De arcas repletas, os executivos da RBS foram às compras em 2006.

Dois embates, um adversário

O lançamento do Hora de Santa Catarina e a aquisição do A Notícia são histórias entrelaçadas, nas quais a RBS enfrentou voluptuosamente um mesmo adversário: o empresário Marcello Corrêa Petrelli, diretor-superintendente da Rede SC, dona de rádios e de emissoras de televisão afiliadas ao SBT. A RBS soube, no início de 2006, que Petrelli planejava lançar um diário popular em Florianópolis – o Notícias do Dia.
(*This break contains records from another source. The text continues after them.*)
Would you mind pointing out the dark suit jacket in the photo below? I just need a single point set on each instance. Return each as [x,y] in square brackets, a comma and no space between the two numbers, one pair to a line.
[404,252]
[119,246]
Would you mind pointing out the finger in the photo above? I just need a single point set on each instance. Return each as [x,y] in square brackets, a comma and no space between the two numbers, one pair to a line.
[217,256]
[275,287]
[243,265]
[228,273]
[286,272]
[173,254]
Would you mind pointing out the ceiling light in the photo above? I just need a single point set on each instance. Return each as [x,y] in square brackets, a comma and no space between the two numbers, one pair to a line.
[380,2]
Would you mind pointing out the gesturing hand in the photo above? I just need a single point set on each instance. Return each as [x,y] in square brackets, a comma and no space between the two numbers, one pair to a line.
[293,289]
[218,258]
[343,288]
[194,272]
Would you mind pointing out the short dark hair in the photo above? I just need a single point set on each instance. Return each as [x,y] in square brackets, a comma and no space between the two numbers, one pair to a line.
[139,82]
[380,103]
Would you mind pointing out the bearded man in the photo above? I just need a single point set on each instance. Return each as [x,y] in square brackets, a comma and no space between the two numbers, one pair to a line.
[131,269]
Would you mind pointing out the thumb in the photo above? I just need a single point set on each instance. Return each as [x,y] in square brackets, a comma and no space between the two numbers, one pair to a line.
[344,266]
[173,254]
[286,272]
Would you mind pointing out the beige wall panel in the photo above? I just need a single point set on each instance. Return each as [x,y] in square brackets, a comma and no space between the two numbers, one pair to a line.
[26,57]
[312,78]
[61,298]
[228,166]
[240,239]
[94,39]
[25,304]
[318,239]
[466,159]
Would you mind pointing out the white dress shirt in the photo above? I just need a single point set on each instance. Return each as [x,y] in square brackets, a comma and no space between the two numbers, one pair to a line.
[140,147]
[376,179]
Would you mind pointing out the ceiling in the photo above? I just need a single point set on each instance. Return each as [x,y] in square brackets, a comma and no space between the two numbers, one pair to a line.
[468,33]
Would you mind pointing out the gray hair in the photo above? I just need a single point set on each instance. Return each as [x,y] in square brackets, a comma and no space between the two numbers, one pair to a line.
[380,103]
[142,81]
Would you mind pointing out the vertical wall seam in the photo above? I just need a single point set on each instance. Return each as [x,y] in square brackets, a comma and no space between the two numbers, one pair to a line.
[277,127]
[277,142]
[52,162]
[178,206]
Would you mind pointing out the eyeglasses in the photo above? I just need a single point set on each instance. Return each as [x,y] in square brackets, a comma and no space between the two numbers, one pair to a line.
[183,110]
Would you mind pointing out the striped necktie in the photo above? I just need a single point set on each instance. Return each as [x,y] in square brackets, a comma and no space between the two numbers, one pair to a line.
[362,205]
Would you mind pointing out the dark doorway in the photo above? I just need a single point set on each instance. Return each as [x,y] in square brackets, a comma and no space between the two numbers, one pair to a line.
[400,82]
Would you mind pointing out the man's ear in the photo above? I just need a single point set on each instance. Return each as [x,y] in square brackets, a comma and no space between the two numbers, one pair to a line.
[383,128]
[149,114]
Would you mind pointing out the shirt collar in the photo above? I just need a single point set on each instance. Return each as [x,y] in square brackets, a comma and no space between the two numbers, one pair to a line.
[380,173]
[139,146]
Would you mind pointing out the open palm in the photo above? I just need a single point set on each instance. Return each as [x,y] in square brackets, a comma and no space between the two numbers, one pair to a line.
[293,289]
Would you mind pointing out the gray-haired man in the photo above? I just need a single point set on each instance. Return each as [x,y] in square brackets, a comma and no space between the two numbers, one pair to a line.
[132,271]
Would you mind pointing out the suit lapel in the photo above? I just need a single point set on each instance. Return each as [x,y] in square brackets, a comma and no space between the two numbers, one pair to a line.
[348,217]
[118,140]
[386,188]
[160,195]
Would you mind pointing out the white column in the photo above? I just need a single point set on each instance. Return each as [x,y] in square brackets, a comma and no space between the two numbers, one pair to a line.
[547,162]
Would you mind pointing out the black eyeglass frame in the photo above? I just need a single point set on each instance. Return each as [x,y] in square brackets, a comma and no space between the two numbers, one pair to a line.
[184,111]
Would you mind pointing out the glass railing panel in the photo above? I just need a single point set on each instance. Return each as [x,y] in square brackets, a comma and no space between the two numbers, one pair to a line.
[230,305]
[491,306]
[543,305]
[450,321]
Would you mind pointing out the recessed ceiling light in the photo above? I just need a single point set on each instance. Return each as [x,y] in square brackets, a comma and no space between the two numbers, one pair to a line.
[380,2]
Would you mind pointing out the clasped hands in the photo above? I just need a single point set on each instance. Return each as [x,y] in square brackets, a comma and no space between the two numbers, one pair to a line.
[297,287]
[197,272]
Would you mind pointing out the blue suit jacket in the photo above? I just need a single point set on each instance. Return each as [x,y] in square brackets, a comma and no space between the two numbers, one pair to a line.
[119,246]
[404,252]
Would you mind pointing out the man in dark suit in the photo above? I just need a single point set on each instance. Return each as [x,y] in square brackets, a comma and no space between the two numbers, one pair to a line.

A informação surpreendeu o grupo, que conservava na gaveta planos semelhantes. Os executivos da RBS consideram Petrelli um amador e não gostaram da idéia de ter de correr atrás da concorrência. O vice-presidente executivo, Pedro Parente, provocou:

– E nós, vamos ficar assistindo?

Em 23 de fevereiro, quinta-feira anterior ao Carnaval, Petrelli recebeu um telefonema do presidente do grupo, Nelson Sirotsky, sondando sobre a possibilidade de uma parceria entre a Rede SC e a RBS no projeto. A idéia de aliança durou só mais um par de telefonemas e chocou-se com as ambições de Petrelli.

 

"A possibilidade de associação esbarrou no desejo de fazer o nosso projeto, no nosso desejo de sermos pioneiros", afirma o dono da Rede SC. "Se fizéssemos o jornal com a RBS, pelo know-how eles iriam fazer a gestão; não haveria sentido nós sermos sócios do negócio deles."

Um tiro de canhão

Outros empresários acalentavam planos de lançar um diário popular na Grande Florianópolis. Ser o primeiro, de fato, tinha alguma importância estratégica. O Notícias do Dia circulou em 13 de março com 4.000 exemplares e assegurou a Petrelli o pioneirismo a preços módicos: nos seis primeiros meses de operação, o empresário investiu 600 mil reais no veículo, sem a participação dos demais acionistas da Rede SC. Atualmente, imprime 7.700 exemplares por dia e vende 5.500.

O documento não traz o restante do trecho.